Grant Traill, counsel at the New Zealand Embassy in Bangkok, attended the court but declined to comment on the proceedings.
"New Zealand does not hold any opinions on the outcomes of criminal proceedings against New Zealanders. We only require that due process is followed," Mr Traill said.
"As long as the appeal process was in accordance with Cambodian law and proper judicial process the verdict must be accepted."
Cleghorn, who moved to Cambodia in the late 1980s and was briefly a monk, has worked as a tourist guide and bar owner in Siem Reap.
He was sentenced by Siem Reap Provincial Court to 20 years' jail for the rape of five girls aged between 14 and 19 at the time off the offences in 2003, and for possessing an illegal firearm.

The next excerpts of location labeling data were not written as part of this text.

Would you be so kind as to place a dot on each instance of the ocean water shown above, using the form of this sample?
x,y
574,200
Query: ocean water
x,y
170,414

His Cambodian wife, Bout Toeur, was convicted of conspiring to collude in the rapes, providing the girls with regular contraceptive injections under the guise of "beauty shots".
She received a three-year suspended sentence.
But Cleghorn has maintained his innocence and claimed that judges, police and the staff of a women's organisation engineered false accusations against him.
In 2006, Oong Chantol, director of the Cambodian Women's Crisis Centre, said she feared Cambodia's Appeal Court would overturn the charges following New Zealand's diplomatic intervention in the case in March -- which she called "unnecessary".